La direttrice creativa: "Avremmo dovuto sfilare a Lecce, il Covid ce lo ha impedito"

"Così ho portato l'amore per la Puglia nel cuore di Dior"

La sua più grande qualità sta nell'essere tanto normale quanto speciale. Maria Grazia Chiuri, 56 anni, romana de Roma con forti radici pugliesi, è innanzitutto figlia, moglie, madre, amica, sorella e cittadina italiana. È anche una delle più acclamate designer del mondo, la prima donna chiamata alla direzione creativa di Christian Dior in 73 anni di storia.
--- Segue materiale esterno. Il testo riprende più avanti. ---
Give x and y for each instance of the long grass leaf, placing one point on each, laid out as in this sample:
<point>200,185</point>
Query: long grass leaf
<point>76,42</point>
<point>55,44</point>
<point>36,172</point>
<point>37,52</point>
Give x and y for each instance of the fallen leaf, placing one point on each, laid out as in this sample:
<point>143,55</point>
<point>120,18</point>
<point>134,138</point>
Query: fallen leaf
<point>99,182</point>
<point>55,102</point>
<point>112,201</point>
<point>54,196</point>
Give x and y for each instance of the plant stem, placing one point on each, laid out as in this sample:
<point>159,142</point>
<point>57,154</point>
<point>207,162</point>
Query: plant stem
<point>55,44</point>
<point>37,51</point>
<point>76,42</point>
Stiamo parlando di uno dei più importanti marchi del lusso mondiale, simbolo di gusto, cultura e identità nella Francia contemporanea, ma anche grandioso esempio di globalizzazione per via dei circa 7000 dipendenti di 96 diverse nazionalità sparsi ai quattro angoli della terra.

Parigi è sempre stata e sempre sarà epicentro di tutto questo e infatti Maria Grazia da quattro anni abita sulle rive della Senna dal lunedì al venerdì per poi passare tutti i fine settimana nella sua casa romana a due passi dall'altare della Patria. Insignita della Légion d'Honeur un anno fa poco dopo l'epocale sfilata della collezione cruise a Marrakesh, Madame Chiuri lo scorso 9 maggio avrebbe dovuto sfilare a Lecce, uno dei tanti eventi cancellati dalla pandemia. Proprio in questi giorni il presidente della Regione Puglia, Michele Emiliano, le ha chiesto di fare parte del tavolo strategico per il rilancio del territorio pugliese e lei ha accettato mentre faceva le valigie per tornare al suo ufficio di Parigi dove l'aspetta un duro lavoro sul campo. Insomma, un perfetto esempio di Italiana da Esportazione come dimostra in questa intervista esclusiva.
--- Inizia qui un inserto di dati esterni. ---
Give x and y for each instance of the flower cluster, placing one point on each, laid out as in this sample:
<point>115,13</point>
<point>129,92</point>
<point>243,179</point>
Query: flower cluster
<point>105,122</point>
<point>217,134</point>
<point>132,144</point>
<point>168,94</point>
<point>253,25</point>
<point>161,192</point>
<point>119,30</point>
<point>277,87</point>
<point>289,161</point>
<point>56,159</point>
Dove e come ha passato il lockdown?

«A Roma, con mio marito e i nostri figli, lavorando da remoto con dirigenti, membri dell'ufficio stile, sarte, modellisti, addetti alla prototipia e responsabili della comunicazione».

È vero che Dior produce molto in Italia?

«Sì, ma gli atelier sono a Parigi, per cui tutte le tele della pre-collezione che avrebbe dovuto sfilare il 9 maggio a Lecce, sono state fatte sulle rive della Senna, a casa dalle persone. Ormai ci riamo organizzati così anche per l'alta moda e il prêt à porter: non è stato facile capire i meccanismi di quello che i francesi chiamano télétravail. Ci scherzavo con i miei collaboratori: facciamo le tele in télétravail, ma non poter fare fisicamente le modifiche sui capi è stata una sofferenza. Se proprio non ero convinta mi facevo spedire i campioni e li provavo su mia figlia Rachele».
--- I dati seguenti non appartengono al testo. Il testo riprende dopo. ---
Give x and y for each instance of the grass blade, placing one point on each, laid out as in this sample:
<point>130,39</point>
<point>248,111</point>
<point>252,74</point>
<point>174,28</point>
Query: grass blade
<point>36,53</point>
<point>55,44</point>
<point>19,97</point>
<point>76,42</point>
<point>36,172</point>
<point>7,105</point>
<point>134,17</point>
Perché aveva deciso di fare sfilare Dior a Lecce?

«Sono molto legata alla Puglia. Mio padre, che è morto giovane, era di Tricase, mia figlia è nata a Galliano del Capo e io che sono nata a Roma, vado al mare in Salento da quando ero bambina. Insomma è un territorio cui tengo molto. L'idea della collezione è partita da qui, un omaggio a questo mio legame particolare, a questa terra che ha una forte tradizione contadina pur essendo circondata da due mari. Per cui era giusto sfilare lì, mostrare cosa c'era dietro ai capi. Ho riflettuto molto su questo punto quando è scoppiato il coronavirus. Se hai un progetto in cui credi devi seguire quello che è il tuo progetto».

Cosa farà con l'alta moda, che in genere si presenta ai primi di luglio?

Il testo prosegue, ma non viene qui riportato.